Archive for September, 2011

Ka-ching!

Tuesday, September 20th, 2011

Wow.

Marketers: Don’t Be Creepy With Social Media

Monday, September 19th, 2011

To me the creepiest part of this article on Social Beat isn’t that marketers need to be reminded not to be creepy on social media, but that this article is being published in 2011. Any marketer who hasn’t internalized these rules as instinct by now needs to think about finding another line of work.

Are You Addicted to Social Media?

Sunday, September 18th, 2011

Pam Moore posts 50 signs of social media addiction over on Social Media Today. If you find most of them apply to you, you might want to consider a recovery program. I suspect it may not be long before we see the 12 steps of Social Media Addicts Anonymous.

  1. We admitted we were powerless over social media — that our lives had become unmanageable.
  2. Came to believe that an offline Power greater than ourselves could restore us to sanity.
  3. Made a decision to log off from our computers and turn our will and our lives over to the care of God as we understood Him.
  4. Made a searching and fearless moral inventory of our offline selves.
  5. Admitted to God, to ourselves and to another human being the exact nature of our social media wrongs.
  6. Were entirely ready to have God remove all these social media-inspired defects of character.
  7. Humbly asked Him to remove our shortcomings.
  8. Made a list of all persons we had harmed through social media, and became willing to make amends to them all — but not by sending email, a tweet, or posting on their Facebook walls.
  9. Made direct amends to such people offline wherever possible, except when to do so would injure them or others.
  10. Continued to take personal inventory about the nature of our online lives and when we were wrong promptly admitted it.
  11. Sought through prayer and meditation to improve our conscious contact with God (rather than our improve our ability to manage multiple social media accounts) as we understood Him, praying only for knowledge of His will for us and the power to carry that out.
  12. Having had a spiritual awakening as the result of these steps, we tried to carry this message to social media users, and to practice these principles in all our offline affairs.

Is Your Online Communications Strategy Beholden to Facebook?

Saturday, September 17th, 2011

Bilal Jaffrey makes my teeth grind with his use of the phrase “in the online space” in his opening sentence, but his heart is in the right place in this Social Media Today post.

In the mad rush to be on Facebook, to leverage the latest Facebook enhancements, to get more people to like your Facebook page, to implement all the Facebook tips for small business that can be found … in all of that, marketers and businesses are forgetting that they’re building on someone else’s platform, not their own.

When all is said and done, don’t you want your online traffic coming to you, not to them?

Because as much as the web isn’t about control, you can nevertheless control the platforms on which your content is disseminated.

Then, when Facebook does something that messes up your communications strategy — like yesterday’s announcement that Facebook pages can no longer send updates — you won’t be as affected by the news.

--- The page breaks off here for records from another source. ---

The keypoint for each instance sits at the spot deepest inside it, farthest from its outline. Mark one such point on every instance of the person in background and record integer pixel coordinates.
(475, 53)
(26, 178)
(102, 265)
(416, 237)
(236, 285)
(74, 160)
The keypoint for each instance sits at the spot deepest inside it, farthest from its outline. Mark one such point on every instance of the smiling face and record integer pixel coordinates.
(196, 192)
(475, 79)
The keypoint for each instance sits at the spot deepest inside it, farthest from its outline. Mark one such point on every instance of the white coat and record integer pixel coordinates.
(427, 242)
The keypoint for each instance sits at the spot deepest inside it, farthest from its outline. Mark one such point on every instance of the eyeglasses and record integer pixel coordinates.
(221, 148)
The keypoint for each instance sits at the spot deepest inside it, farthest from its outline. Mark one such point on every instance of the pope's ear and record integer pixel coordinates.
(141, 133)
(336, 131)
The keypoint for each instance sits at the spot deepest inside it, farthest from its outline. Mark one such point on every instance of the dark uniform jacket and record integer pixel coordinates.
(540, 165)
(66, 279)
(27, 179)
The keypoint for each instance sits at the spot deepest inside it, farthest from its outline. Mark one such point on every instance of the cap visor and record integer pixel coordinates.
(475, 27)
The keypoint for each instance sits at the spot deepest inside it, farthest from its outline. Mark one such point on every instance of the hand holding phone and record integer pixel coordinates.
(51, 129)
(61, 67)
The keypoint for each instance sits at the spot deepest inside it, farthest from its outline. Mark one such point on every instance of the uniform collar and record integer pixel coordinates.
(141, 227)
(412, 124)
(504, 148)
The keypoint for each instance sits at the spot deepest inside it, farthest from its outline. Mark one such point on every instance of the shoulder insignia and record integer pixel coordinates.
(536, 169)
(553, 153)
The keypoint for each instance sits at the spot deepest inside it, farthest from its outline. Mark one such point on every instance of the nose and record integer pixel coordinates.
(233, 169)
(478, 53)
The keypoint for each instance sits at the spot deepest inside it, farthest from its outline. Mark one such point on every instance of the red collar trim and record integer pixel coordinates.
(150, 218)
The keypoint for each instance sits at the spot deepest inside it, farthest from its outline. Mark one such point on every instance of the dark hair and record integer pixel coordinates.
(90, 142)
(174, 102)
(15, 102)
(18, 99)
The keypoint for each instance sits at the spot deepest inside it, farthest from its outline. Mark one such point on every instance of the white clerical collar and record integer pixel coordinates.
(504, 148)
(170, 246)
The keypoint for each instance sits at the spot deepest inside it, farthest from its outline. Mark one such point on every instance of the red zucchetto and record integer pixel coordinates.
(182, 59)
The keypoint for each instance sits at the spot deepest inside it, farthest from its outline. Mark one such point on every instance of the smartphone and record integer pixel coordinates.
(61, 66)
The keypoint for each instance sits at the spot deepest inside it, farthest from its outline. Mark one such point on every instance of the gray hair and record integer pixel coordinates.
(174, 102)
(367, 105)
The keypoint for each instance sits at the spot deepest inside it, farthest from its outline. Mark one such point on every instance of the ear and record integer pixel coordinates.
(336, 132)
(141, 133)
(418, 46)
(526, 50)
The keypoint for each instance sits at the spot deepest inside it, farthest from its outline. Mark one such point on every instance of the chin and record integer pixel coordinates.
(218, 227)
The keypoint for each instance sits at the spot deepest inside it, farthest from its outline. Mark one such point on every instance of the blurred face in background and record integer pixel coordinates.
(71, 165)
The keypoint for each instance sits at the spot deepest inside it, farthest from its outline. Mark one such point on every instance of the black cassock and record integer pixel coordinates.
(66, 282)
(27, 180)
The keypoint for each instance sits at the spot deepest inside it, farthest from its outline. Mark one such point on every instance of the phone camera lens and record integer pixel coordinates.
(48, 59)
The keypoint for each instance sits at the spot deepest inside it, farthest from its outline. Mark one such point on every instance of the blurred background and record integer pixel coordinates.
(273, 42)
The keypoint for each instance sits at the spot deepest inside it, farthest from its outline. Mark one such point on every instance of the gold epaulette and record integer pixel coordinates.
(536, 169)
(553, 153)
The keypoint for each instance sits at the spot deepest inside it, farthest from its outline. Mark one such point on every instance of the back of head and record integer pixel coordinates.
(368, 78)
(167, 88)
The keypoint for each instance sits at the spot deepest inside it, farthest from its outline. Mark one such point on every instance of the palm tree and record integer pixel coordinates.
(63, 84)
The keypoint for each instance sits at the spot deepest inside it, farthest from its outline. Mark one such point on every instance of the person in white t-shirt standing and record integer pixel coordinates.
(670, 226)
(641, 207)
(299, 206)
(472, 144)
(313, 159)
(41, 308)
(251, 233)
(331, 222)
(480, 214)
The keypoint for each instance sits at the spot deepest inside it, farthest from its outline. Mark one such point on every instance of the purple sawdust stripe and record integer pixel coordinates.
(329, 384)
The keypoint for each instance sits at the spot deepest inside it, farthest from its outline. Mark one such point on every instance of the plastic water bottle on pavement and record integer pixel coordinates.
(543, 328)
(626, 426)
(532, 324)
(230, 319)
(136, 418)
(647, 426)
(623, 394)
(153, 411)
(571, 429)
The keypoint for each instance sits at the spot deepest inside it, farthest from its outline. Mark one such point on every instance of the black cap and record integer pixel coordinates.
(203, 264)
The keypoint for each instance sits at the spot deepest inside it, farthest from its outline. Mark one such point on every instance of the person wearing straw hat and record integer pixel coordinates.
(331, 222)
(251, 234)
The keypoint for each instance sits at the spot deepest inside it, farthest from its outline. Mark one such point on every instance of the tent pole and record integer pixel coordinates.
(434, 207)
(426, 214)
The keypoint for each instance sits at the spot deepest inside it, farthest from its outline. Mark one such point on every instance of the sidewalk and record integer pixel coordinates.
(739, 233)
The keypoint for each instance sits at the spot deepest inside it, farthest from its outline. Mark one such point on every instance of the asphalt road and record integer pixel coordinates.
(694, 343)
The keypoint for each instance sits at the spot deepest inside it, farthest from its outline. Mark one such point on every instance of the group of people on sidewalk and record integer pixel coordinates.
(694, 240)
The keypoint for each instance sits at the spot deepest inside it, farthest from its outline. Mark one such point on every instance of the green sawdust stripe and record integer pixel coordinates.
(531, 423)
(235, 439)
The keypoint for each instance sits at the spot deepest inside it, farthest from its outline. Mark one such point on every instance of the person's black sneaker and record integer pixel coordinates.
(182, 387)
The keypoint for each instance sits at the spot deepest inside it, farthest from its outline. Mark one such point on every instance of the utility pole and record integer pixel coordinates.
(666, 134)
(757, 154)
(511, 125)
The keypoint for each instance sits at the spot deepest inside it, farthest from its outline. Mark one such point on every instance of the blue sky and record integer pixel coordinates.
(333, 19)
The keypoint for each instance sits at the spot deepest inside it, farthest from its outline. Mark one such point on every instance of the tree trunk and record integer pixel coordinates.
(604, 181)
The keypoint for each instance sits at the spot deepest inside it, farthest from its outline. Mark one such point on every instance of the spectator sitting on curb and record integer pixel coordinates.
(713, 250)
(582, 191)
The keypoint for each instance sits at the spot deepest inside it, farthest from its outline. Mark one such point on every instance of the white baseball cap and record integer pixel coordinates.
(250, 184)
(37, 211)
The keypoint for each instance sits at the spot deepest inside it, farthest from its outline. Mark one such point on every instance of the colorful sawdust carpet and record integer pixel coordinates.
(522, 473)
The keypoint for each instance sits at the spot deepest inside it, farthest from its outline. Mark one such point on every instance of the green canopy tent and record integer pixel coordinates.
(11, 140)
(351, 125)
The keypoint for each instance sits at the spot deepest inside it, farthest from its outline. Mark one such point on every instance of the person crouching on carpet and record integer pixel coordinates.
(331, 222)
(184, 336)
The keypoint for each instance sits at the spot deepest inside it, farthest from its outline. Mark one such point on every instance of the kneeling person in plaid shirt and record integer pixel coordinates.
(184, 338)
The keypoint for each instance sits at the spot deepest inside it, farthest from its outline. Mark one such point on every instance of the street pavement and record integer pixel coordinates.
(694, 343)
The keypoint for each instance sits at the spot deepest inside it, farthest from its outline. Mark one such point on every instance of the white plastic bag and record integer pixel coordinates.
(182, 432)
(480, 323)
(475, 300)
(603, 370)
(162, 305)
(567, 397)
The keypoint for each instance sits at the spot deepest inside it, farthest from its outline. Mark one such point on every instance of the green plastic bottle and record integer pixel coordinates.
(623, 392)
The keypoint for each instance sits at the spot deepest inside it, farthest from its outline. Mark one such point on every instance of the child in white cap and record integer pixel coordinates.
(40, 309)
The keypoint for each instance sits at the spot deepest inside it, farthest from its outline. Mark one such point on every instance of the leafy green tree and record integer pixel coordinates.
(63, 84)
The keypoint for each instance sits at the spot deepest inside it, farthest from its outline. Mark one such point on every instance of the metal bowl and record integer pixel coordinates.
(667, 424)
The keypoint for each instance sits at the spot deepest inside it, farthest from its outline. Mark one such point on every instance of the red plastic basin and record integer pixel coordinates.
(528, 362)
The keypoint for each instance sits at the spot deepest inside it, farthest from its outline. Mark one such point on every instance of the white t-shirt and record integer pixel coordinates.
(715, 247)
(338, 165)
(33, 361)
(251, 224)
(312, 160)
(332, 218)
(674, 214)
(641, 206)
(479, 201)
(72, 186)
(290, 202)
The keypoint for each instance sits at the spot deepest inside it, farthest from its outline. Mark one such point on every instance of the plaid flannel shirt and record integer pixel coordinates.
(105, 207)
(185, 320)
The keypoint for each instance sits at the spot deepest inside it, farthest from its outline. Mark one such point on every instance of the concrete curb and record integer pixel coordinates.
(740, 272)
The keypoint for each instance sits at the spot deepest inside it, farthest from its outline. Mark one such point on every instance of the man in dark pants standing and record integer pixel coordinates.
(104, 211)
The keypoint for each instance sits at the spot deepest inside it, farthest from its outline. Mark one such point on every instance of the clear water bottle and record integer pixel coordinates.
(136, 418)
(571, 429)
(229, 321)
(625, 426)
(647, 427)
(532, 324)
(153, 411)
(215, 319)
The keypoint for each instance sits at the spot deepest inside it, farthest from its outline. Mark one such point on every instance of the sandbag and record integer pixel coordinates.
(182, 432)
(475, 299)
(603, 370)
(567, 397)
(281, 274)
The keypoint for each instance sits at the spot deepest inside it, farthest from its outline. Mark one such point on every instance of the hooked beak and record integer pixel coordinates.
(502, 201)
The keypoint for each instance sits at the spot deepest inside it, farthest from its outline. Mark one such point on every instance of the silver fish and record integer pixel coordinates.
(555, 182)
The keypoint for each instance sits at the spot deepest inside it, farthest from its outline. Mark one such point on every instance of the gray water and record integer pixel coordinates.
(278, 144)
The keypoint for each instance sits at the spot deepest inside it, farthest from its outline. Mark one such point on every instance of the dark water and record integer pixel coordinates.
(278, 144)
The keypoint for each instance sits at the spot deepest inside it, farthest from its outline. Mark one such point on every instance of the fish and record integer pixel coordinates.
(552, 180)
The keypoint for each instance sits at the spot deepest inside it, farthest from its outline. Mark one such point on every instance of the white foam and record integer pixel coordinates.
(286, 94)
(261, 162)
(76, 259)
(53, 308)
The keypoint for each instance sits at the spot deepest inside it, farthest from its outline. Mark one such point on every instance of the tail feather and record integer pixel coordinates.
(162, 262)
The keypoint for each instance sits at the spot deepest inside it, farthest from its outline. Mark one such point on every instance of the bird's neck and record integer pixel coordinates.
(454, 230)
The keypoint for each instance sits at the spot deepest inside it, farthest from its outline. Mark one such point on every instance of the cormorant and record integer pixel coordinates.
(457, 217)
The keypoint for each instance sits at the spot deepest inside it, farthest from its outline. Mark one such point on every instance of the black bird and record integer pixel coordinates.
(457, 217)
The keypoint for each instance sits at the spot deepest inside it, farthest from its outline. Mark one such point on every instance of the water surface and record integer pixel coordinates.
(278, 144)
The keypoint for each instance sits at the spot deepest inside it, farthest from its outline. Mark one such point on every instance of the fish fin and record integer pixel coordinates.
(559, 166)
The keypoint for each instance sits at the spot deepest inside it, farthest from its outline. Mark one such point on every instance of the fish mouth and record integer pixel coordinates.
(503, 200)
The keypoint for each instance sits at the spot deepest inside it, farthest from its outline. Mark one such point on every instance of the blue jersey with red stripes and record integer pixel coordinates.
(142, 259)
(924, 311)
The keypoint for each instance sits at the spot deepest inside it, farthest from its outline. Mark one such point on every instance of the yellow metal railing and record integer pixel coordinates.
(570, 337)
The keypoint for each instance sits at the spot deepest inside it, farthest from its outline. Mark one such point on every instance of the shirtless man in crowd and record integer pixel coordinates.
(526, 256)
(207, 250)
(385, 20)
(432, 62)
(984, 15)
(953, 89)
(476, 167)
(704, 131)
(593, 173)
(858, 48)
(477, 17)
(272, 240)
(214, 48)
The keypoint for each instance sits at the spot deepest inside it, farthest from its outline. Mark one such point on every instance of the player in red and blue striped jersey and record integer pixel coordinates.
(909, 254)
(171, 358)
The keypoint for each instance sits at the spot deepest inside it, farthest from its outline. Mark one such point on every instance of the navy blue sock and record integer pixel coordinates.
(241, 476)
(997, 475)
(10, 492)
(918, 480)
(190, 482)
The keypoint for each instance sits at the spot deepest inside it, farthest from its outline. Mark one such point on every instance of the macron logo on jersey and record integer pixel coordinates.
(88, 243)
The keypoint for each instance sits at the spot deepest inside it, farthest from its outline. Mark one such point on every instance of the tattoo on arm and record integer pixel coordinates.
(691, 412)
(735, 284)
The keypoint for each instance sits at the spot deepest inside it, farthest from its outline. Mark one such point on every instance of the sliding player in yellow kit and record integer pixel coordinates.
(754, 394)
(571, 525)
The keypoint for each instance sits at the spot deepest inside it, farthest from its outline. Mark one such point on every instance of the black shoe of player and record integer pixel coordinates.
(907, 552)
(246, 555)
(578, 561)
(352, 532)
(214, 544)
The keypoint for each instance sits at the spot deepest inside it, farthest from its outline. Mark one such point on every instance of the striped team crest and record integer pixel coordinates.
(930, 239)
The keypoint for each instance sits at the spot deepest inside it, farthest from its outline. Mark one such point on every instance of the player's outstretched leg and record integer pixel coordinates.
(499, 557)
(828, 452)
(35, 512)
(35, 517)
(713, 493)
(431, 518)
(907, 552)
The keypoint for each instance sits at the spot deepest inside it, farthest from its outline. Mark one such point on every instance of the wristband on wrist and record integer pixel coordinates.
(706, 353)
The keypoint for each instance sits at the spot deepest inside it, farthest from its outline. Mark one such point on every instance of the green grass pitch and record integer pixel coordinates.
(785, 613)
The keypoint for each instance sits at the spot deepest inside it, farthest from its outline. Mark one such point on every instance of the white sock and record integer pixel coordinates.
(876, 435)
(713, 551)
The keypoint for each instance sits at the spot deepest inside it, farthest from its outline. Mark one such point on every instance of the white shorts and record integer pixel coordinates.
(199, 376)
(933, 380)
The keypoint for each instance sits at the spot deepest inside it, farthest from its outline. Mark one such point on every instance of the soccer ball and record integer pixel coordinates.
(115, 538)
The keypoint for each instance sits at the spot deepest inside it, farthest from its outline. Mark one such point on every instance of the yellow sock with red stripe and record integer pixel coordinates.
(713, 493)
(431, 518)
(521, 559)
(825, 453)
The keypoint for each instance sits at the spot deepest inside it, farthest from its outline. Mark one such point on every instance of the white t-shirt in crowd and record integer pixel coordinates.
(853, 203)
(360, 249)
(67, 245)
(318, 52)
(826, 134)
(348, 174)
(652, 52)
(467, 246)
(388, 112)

And let’s face it — especially with something of a social media features war taking place between Facebook and Google+, this won’t be the last major feature overhaul that takes place on Facebook. The last thing you want is for your online communications strategy to get chewed up by all the shrapnel.

(Hat tip to Barbara for bringing the SMT post to my attention.)

Quote o’ the Day

Friday, September 16th, 2011

“Trust your own instinct. Your mistakes might as well be your own, instead of someone else’s.”